When Dominican director Angel Muñiz announced in the local press that his new film "Y A Dios Que Me Perdone" would be broadcasted on Television instead of screened in theaters, no one could understand this unusual concept in the Dominican Republic.

After the movie ended, it got very good ratings but even better were the comments from thousands of Dominicans who felt identified with the exposure of so many problems of corruption and internal crime in the National Dominican Police and the authorities who "represent" the country in disadvantage of the poor who succumb in ignorance in the streets of this Caribbean island.

"Y A Dios Que Me Perdone" tells the story of a policeman named Toribio, portrayed by renowned Dominican actor Johnnie Mercedes, who, due to his very low salary -about $200 a month- decides to steal car parts in order to save money to help his wife, Claudia, who has been diagnosed with postpartum leukemia and needs to receive prompt treatment for her cure. Toribio and Claudia have three children: twins of seven months and a thirtheen year-old teenage girl.

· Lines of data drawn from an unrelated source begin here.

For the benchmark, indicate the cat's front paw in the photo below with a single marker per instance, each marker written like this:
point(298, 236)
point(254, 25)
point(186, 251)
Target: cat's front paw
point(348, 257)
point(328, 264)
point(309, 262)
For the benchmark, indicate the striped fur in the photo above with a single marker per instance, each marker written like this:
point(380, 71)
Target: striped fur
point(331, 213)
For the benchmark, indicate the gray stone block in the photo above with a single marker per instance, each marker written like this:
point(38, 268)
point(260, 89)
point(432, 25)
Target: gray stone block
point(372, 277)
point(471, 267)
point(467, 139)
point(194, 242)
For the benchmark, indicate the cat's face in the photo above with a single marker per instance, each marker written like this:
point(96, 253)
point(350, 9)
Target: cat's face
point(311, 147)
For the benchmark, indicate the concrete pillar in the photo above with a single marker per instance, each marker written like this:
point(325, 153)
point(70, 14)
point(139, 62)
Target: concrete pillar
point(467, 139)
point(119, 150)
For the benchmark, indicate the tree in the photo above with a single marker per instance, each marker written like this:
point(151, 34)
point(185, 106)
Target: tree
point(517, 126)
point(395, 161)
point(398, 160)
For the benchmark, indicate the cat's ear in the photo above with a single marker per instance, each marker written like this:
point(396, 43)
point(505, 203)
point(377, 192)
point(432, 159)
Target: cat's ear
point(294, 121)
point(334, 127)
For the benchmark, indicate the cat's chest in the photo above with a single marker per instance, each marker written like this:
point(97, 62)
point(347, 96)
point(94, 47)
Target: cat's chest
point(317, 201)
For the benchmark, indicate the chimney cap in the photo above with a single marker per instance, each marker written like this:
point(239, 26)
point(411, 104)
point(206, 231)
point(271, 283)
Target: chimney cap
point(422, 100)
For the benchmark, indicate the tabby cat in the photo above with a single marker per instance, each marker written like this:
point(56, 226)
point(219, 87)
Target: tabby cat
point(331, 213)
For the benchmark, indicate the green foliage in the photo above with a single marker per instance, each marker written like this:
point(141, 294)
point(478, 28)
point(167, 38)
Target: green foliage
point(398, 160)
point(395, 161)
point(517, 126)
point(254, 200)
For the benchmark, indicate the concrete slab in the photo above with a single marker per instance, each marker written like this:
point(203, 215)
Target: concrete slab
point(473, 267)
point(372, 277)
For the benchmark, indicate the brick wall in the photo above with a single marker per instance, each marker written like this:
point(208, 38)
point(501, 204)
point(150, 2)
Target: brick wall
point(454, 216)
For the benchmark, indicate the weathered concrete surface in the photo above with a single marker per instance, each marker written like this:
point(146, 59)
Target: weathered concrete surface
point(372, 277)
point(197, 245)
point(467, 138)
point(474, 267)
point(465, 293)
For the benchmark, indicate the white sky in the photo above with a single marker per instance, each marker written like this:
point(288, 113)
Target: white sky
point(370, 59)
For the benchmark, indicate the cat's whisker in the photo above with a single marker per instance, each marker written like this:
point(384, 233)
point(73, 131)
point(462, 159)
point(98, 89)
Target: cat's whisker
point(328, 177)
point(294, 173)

The desperation of not receiving help from the authorities, the absence of a good health system and the lack of education make him incur in illegal actions to prevent the death of his wife.

This film exposes the nerve with which the political class and the majority of the authorities "control the crimes at their convenience in an act without shame and devoid of scruples," as explained in the movie.

It shows a man who is driven by the despair of not finding help; a sick woman who cries out to her husband to not get into problems with justice; a teenage daughter who urges her father to find money in any way and who tries to collaborate to help her mother at the same time; clinics that demand the purchase of blood instead of accepting free donors making up thousands of excuses;  a TV host who only blames the assailants and thieves from the "ghetto" but never points out the members of powerful entities who always seek for their own benefit; and of course a film director, Ángel Muñiz ("Un Pasaje de Ida," "Nueba Yol"), interested in seeing changes in his country and seeking to open the eyes of the millions of citizens who "dance" a constant Merengue without "knowing the lyrics of the song."

The film is undoubtedly one of the best made in the Caribbean, worthy of a foreign film nomination in any international award. Amazing acting, crude but well-cared panoramic exhibitions of the city in a touching, exciting and surprising social empowerment story you shouldn't miss.